New Patents Protect Company’s Industry Lead in Recognizing and Semantically Grouping and Categorizing Data Records, and Contextualizing Anomalous Behavior Towards Data
SAN JOSE, Calif., July 16, 2025–(BUSINESS WIRE)–Concentric AI announced today that it has secured its fifth and sixth patents of the year, emphasizing the company’s ongoing innovation and leadership in advancing AI-driven data security. These most recent patents reinforce the company’s industry leadership in recognizing, semantically grouping, and categorizing data records, as well as contextualizing anomalous behavior specifically related to data. These unique capabilities set Concentric AI apart from all other data security tools on the market.
The first of the two newly granted patents, “Method and Electronic Device to Assign Appropriate Semantic Categories to Documents with Arbitrary Granularity,” recognizes the company’s approach to harnessing Large Language Models (LLMs) for semantic categorization. This method assigns semantic categories and subcategories to content with unmatched accuracy at enterprise scale. While LLMs are very data-intensive, highly optimized data compression techniques called adaptive manifold compression models achieve up to 10 times more compression and significantly improve data discovery rates, leading to better compute efficiency, storage, and performance.
A major benefit of the technology described in the new patent is that there’s no requirement to specify the entire taxonomy of categories upfront; the design allows for dynamically adding or removing categories seamlessly, and categories can differ in levels of detail. For example, they could be as specific as certain types of tax forms or as broad as all legal agreements. This feature is foundational to Concentric AI’s product and enables companies to categorize data across repositories into meaningful semantic groups without any upfront effort, such as configuring regexes and patterns.
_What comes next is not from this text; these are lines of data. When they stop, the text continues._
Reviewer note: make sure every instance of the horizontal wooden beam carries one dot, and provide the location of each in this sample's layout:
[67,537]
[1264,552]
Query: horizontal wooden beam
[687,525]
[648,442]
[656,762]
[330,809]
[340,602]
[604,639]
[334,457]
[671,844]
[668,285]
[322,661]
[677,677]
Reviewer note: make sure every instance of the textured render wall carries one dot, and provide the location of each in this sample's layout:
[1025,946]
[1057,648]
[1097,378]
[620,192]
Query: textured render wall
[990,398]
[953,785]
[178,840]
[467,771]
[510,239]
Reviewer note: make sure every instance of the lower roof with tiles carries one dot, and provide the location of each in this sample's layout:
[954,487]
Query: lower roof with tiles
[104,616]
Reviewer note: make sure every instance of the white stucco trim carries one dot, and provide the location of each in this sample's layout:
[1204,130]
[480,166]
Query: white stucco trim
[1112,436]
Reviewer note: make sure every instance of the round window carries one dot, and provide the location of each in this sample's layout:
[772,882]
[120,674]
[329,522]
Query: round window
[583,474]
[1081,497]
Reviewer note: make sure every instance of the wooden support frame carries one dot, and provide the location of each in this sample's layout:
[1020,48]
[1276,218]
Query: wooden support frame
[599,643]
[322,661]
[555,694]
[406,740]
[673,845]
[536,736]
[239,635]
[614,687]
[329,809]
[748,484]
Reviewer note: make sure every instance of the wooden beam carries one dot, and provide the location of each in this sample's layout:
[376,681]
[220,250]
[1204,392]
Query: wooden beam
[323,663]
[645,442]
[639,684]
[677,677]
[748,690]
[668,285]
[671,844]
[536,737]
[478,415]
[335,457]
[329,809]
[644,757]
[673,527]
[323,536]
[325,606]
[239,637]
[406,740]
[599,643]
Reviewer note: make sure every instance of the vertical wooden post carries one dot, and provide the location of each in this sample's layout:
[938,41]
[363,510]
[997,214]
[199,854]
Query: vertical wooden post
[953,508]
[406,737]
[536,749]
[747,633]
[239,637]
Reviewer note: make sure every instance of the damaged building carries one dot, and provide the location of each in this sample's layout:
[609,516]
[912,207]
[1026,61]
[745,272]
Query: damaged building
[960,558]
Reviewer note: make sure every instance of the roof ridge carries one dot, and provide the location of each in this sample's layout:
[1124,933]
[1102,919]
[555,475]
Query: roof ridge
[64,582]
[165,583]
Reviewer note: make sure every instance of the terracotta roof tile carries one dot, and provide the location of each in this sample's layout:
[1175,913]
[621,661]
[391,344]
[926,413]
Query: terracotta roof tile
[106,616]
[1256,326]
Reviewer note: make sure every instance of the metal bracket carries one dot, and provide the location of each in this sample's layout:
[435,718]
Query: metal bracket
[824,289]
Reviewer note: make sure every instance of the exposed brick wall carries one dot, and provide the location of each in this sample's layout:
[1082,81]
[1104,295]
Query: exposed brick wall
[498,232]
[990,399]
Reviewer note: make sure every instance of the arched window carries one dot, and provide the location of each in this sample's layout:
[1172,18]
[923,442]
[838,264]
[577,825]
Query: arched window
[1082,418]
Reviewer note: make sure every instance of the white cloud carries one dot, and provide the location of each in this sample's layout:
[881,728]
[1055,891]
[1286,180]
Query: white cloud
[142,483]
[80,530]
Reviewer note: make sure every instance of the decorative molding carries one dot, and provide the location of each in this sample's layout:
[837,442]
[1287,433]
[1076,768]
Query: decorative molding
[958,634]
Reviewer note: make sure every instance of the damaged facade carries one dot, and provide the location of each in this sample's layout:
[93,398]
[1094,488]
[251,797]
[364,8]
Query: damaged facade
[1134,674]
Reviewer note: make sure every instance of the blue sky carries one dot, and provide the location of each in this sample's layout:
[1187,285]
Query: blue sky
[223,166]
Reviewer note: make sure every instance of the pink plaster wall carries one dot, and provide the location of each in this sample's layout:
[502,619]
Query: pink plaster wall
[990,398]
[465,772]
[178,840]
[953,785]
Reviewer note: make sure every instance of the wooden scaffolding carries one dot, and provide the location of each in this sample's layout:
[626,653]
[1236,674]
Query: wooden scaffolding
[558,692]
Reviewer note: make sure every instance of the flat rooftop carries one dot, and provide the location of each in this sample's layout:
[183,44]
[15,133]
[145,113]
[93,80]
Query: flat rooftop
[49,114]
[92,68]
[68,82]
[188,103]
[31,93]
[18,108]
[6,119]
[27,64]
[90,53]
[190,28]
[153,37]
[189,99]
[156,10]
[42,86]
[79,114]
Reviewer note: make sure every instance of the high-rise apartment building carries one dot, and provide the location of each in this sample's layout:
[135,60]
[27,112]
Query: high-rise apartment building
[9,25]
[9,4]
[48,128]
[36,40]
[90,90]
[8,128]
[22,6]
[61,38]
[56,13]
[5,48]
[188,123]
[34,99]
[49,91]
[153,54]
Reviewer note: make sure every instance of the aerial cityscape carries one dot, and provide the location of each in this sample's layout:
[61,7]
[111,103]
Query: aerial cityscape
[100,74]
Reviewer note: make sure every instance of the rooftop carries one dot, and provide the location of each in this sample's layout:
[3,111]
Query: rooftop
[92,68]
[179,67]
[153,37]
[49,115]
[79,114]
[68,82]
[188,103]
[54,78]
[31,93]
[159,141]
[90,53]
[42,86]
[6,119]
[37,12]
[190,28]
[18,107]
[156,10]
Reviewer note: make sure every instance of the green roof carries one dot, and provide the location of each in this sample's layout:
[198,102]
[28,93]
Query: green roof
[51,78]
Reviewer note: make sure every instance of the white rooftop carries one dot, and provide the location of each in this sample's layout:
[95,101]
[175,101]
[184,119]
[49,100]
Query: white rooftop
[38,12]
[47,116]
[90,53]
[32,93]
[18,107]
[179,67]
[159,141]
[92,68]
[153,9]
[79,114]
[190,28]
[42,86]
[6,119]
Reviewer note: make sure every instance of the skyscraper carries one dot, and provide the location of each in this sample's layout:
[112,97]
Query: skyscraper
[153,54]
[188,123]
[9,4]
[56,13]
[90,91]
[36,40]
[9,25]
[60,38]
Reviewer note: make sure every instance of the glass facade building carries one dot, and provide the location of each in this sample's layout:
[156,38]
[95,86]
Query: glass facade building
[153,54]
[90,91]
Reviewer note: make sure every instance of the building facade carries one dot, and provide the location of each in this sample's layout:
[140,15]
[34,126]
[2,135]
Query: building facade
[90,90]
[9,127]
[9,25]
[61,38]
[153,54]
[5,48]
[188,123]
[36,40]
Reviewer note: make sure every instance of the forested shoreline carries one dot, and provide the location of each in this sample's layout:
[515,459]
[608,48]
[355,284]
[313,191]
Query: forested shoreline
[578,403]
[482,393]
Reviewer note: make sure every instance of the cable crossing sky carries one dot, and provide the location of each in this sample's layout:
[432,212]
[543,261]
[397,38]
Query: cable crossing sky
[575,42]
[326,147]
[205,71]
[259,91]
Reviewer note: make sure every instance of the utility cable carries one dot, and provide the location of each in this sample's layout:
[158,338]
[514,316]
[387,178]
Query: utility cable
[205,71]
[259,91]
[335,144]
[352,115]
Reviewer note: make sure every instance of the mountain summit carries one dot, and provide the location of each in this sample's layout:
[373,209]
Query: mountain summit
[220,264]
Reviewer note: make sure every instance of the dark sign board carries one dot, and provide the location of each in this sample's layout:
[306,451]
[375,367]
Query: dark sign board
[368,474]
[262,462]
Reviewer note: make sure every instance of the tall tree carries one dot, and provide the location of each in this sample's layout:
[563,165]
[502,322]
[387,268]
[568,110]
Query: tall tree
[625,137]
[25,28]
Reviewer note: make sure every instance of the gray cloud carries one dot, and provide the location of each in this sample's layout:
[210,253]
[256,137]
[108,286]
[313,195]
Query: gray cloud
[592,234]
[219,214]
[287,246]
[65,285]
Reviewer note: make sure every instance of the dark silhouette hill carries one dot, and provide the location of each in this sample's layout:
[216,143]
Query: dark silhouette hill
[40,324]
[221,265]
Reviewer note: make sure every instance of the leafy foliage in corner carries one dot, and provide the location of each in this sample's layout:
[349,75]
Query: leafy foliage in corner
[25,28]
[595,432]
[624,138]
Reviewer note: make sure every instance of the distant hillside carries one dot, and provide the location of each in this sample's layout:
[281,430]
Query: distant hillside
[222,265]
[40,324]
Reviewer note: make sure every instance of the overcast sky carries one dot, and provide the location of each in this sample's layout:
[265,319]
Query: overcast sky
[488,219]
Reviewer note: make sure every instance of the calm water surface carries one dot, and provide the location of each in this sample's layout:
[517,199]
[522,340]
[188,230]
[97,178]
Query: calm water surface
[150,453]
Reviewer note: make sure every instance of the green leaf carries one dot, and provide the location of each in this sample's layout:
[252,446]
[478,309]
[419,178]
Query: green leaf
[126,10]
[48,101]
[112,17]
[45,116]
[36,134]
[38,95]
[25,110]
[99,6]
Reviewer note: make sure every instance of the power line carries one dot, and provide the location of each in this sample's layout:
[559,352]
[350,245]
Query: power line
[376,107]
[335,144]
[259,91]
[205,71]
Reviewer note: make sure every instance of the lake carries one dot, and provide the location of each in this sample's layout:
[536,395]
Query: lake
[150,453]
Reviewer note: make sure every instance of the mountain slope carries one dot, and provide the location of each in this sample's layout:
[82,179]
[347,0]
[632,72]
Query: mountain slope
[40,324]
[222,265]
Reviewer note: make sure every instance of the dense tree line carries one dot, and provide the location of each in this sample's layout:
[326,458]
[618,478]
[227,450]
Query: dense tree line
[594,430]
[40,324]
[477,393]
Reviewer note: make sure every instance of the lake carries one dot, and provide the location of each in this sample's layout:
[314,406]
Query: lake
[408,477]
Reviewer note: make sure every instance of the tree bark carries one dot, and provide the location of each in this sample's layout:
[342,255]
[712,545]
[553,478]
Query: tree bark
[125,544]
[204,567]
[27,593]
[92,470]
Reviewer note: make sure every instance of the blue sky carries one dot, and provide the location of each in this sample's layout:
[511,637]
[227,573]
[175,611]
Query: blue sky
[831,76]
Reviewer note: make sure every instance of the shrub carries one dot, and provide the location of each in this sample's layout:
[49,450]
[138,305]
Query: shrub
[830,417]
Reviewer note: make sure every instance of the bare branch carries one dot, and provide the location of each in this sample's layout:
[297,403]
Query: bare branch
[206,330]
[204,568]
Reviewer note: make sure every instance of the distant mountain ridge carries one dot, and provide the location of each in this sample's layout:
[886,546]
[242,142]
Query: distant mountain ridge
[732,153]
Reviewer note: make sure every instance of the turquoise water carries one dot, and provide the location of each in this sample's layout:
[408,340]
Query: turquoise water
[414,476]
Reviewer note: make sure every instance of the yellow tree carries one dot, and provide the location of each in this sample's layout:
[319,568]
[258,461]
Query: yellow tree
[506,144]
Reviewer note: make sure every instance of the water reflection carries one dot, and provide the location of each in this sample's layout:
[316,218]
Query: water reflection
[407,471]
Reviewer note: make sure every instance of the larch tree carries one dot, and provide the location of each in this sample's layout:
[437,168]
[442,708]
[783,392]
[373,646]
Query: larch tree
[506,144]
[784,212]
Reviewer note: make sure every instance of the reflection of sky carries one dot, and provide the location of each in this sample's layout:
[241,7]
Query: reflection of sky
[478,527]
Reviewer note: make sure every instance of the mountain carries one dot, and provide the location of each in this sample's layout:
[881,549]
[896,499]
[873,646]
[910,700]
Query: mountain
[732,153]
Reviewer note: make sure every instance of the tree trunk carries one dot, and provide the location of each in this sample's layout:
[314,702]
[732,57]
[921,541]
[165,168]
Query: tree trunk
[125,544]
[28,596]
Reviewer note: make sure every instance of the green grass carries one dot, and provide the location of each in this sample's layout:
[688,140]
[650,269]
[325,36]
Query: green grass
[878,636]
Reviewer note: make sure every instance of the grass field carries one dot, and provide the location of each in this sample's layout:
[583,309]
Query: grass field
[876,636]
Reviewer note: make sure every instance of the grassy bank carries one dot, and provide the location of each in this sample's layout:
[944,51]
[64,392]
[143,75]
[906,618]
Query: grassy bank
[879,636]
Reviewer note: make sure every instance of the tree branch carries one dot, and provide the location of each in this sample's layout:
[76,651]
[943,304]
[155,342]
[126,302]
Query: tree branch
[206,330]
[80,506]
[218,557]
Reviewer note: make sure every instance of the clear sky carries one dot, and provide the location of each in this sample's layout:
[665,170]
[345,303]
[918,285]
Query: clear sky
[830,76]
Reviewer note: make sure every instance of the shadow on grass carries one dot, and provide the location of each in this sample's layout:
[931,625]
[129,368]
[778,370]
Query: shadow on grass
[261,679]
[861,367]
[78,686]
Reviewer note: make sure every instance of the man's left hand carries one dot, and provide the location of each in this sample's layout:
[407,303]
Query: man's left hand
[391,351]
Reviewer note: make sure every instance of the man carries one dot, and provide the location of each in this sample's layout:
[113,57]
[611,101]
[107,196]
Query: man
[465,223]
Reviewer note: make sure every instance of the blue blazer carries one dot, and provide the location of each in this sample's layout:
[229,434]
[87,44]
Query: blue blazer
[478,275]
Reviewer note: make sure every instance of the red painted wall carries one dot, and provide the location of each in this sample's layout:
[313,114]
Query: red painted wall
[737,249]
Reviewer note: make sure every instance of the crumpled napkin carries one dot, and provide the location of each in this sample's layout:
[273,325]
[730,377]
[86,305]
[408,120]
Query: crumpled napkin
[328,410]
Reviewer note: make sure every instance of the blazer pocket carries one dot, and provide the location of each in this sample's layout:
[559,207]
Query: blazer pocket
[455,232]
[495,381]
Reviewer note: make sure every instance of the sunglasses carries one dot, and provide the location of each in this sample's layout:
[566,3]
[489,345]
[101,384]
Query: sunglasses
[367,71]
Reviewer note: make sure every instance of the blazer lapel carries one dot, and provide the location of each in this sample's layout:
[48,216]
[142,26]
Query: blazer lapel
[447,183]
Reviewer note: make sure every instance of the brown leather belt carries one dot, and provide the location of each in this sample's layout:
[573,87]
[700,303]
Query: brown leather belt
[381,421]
The second patent, “Methods and Systems for Determining Anomalous User Access to Data Objects,” underscores the company’s novel approach to legacy user behavior analytics (UBA). Traditional UBA and UEBA (user and entity behavior analytics) tools aim to detect insider threats by profiling user activity and spotting anomalies but often generate false positives because many “anomalies” are benign behaviors with valid business reasons. These conventional methods fall short because they lack the context of the data associated with user behavior. With this new patent, Concentric AI integrates data context with user behavior, enabling the accurate identification and pinpointing of risky behaviors related to sensitive data with unmatched precision.